SEPP’s October 8 newsletter contains a summary of a major 2021 paper by Happer and co-author William van Wijngaarden that completely undermines the fake “science” of the IPCC and EPA used to support the case of climate alarm. It would be a reasonable bet that some of this might make it into the amicus. Some pithy quotes:
Sheahen specifically discusses the efforts of Professors William van Wijngaarden and William Happer in their pioneering work in calculating the real-world Global Warming Potentials (GWPs) of the five most common Green-House Gases (GHGs) and explains why the approach used by IPCC is faulty but nonetheless is used by its followers such as the US National Center for Atmospheric Research (NCAR) and the EPA. These faulty methods lead to great exaggeration of the greenhouse effect of carbon dioxide, methane, and other minor greenhouse gases. . . .
Sheahen shows the stunning agreement between the calculations of van Wijngaarden and Happer (W & H) with satellite observations of outgoing infrared radiation emitted by the earth going to space . . .
Sheahen's major point is that, because of the exceptionally good agreement between observational data and the calculations of W & H, we conclude that their model has now been validated. That embodies the scientific method. In that case, it is reasonable to use it to study other hypothetical cases. It is not possible to do so with IPCC models, which have never achieved agreement with observation. . . .

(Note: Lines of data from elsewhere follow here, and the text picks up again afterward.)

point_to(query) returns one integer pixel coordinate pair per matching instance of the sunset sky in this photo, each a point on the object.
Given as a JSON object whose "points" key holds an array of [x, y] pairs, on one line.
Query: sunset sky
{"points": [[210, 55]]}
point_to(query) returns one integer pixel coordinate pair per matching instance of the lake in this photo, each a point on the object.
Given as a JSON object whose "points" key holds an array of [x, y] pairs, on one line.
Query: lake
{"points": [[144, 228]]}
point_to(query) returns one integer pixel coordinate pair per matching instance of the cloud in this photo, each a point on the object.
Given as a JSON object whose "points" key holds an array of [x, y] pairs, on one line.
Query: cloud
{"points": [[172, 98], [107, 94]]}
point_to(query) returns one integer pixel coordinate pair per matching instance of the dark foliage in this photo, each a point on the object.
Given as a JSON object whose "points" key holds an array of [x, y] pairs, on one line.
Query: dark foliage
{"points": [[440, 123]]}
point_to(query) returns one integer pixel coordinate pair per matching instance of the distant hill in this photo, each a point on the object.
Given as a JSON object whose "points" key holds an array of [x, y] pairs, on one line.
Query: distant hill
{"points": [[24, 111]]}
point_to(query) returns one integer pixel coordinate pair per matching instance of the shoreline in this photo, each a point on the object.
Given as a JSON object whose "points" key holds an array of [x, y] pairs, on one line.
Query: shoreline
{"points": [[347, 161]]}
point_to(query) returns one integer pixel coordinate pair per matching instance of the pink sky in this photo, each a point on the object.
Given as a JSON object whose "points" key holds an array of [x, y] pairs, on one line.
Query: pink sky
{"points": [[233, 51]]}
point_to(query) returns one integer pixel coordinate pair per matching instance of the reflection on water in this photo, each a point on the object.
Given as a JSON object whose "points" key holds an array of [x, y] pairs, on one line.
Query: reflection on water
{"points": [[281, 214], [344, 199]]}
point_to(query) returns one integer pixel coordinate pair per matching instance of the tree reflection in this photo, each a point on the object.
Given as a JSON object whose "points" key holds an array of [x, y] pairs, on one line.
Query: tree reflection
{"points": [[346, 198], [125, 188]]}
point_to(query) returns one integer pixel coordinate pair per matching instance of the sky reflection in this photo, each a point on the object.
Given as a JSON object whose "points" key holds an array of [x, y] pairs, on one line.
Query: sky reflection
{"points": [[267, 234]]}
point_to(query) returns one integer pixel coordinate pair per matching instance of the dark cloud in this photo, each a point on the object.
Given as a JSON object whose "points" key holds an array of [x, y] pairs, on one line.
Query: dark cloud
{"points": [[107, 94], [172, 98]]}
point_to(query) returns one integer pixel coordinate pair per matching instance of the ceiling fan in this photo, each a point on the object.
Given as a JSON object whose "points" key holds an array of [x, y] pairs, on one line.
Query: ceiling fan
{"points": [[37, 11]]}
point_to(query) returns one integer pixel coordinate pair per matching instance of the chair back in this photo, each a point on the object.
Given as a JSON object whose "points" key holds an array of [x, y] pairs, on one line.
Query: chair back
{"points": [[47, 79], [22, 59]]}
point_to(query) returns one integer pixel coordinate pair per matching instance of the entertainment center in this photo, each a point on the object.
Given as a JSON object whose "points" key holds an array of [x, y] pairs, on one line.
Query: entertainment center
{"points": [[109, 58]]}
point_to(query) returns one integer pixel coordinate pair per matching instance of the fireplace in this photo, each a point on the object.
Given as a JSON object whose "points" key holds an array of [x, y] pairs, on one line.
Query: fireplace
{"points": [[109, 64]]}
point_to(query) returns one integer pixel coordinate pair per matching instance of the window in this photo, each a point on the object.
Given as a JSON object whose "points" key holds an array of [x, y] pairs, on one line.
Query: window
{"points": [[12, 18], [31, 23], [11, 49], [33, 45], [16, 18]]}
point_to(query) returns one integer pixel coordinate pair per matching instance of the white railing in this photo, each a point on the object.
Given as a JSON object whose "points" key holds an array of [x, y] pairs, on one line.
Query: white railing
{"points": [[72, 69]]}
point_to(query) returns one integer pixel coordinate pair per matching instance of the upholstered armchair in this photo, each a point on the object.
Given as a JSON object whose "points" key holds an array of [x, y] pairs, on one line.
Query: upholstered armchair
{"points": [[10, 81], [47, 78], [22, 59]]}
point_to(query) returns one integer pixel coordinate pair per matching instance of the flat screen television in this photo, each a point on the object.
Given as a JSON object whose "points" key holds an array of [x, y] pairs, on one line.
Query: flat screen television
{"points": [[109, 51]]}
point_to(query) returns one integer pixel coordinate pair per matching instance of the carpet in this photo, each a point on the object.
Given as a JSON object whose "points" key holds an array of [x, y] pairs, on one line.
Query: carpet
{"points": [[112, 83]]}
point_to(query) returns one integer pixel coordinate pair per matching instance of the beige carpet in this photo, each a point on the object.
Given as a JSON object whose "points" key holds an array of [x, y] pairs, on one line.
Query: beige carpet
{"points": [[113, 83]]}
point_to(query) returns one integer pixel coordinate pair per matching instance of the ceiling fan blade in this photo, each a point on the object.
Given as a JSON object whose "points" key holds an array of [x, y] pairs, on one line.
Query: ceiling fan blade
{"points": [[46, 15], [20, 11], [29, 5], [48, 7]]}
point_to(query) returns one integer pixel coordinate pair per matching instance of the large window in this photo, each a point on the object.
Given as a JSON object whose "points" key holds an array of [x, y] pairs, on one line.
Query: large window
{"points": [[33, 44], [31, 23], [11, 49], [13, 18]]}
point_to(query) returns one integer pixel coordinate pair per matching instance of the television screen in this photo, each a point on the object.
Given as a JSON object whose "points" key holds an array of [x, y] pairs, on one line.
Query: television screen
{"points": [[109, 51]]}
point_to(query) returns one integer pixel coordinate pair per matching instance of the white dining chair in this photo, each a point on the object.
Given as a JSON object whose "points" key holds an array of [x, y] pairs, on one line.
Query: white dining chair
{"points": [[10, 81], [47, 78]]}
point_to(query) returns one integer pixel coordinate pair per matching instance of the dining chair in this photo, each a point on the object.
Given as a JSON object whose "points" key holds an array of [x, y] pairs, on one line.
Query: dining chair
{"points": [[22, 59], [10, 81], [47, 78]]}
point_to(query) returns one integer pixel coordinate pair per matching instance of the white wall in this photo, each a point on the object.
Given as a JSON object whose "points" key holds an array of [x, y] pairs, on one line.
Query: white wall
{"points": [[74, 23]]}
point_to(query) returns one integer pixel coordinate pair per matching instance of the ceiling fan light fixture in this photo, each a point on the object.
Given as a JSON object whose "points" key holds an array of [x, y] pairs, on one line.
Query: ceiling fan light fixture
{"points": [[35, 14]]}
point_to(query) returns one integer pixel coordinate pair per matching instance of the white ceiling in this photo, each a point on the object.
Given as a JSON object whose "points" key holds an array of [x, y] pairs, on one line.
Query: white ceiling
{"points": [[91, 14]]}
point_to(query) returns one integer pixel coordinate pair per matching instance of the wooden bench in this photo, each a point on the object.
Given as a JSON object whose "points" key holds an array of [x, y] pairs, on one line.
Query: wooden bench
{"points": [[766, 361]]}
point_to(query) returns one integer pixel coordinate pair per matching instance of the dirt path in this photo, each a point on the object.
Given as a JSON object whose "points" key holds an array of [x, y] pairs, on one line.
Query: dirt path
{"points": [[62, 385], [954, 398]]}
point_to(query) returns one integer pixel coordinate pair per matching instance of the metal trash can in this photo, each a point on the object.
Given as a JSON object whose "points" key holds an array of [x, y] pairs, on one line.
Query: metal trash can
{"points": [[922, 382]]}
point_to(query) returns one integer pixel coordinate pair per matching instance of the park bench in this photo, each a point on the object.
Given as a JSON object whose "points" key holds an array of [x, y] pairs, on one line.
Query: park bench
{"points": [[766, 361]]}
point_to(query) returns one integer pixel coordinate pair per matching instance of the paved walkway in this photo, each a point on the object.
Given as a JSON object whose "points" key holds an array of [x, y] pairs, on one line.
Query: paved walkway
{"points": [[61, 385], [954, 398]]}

The gist of the Happer/van Wijngaarden work is that the greenhouse effect of CO2 in the atmosphere is almost entirely saturated, such that additional CO2 can have almost no warming effect. Here is a chart prepared by Sheahen to illustrate the Happer/van Wijngaarden results:
I would not expect much if any mainstream media coverage of our submissions, but you never know. It’s going to be a fun next couple of years.